Deep in the recesses of UMass Amherst’s seedy underground, there are a series of clubs that you need to have the "know" to even discover their existence. Last weekend I was able to infiltrate one of these said clubs, and what transpired was a multitude of events so far out of grasp to this normal reality that I am not sure if it is possible for me to ever recover. This experience has left a vast ravine in the subject of myself. So let me explain to you the club that is the Mario Kart 64 Club.

On the surface, what do you picture when you hear the idea of the “Mario Kart 64 Club”? A bunch of sweaty nerds sitting around a bowl of puffy Cheetos speedrunning a game so removed from this generation that many would shake their heads in an awkward unknowingness? That’s what I first thought. And upon entering, that is entirely what it appeared to be. There were five of them, and the strangeness began immediately. I don’t think any of them gave me their real names. I refuse to believe there were five people with the surname Demonskull, but that is how they introduced themselves. There was the Corporal, there was Goose, Johnny Marmaladefingers, Sebastian Pingas, and Jacquelyn.

As I entered the den that they appeared to live in as a commune, they greeted me with a loud and in unison “Hail Demon.” I was quite put back, but by the time I had the chance to react, the Corporal sat me down on the floor and instructed me to race Jacquelyn on the Mushroom cup level of Mario Kart 64. The race started normally, but by the third stage, my vision started melting. Vast pulsating shapes surrounded everything I came to perceive, and Jacquelyn had assumed the characteristics of a large voracious reptile. Four hooded beings began chanting in tongues nearly unspeakable and totally indescribable to the human ear. As the race concluded, the Corporal invaded my entire perception. He was skulking in the shadows of the place in the area before me.

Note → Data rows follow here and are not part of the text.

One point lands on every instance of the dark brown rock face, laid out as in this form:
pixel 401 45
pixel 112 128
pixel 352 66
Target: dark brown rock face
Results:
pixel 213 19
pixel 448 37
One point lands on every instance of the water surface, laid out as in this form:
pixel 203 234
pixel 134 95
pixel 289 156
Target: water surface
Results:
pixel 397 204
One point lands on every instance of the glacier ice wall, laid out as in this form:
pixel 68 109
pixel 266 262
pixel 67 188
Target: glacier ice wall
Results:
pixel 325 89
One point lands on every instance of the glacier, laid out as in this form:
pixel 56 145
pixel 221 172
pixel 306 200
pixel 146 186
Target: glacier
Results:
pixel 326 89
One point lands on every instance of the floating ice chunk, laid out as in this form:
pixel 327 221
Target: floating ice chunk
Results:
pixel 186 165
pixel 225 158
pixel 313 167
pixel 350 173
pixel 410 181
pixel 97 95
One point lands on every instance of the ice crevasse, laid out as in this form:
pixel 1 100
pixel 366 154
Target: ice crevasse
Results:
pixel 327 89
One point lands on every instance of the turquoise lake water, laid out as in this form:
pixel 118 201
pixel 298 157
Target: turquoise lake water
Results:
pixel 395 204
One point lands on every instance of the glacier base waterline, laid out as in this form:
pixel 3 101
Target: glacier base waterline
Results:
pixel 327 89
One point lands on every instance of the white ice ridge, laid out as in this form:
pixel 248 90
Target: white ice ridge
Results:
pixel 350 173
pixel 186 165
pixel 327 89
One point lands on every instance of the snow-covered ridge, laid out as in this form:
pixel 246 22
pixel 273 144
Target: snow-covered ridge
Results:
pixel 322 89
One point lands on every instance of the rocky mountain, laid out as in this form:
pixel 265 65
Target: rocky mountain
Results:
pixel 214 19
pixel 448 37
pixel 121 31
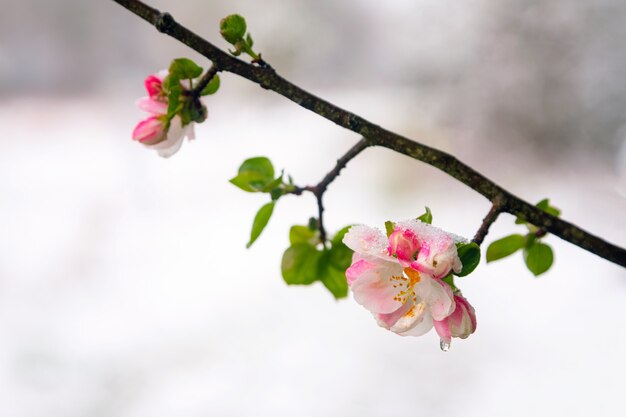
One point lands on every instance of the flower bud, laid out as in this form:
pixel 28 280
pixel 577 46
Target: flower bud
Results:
pixel 461 323
pixel 233 28
pixel 403 244
pixel 150 131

Before I knew what was transpiring, I found myself deep somewhere in a clearing in the woods. Through my blurred vision and the smoke emanating from the bonfire, they appeared to have assumed the form of shades of vibrant pink, except Jacquelyn; she was still a reptile. All of them moved in dimensions as if they were a well-oiled machine, heaving and hoeing like the smoothed cogs on an ancient industrial piece, forever revolving til the end of some arcane experience in the Choco Mountains.

Sebastian Pingas came to me with an amanita muscaria. “Eat, my son,” he said. The flow ran through me as a river flows through the Adirondacks. I accepted the mushroom without question, and it was then that I became totally dismorphed. Potent psychedelia totally ravaged my entire idea of surviving and living. Life is to survive, the pleasures manifest themselves in different ways. Cheap excitement is a way of living. Judgment from others is nothing more than a fleeting expression of their current selves. Patterns of refractory light shone from Goose’s purple hat as he handed me a cigarette of which we both enjoyed nicely.

I finally woke up in my dorm, unaware if what I experienced was merely a dream or the true underbelly of UMass Amherst’s underground. I don’t know if any of them exist. I don’t know if Jacquelyn is a reptile, if the Corporal is a divine savior, if Goose’s hat is actually purple, if I ate wild amanita muscaria from a man named Pingas Demonskull who seemed almost totally in control except for the fact that he inhaled the smoke from the bonfire of which fleeting moments paint a picture tall with hemp plants and cloven wood burning within. But it doesn’t matter anymore, I found my true meaning. My alarm can keep blaring but I don’t care. I'm going on a road trip, I need to experience life. Hail demon.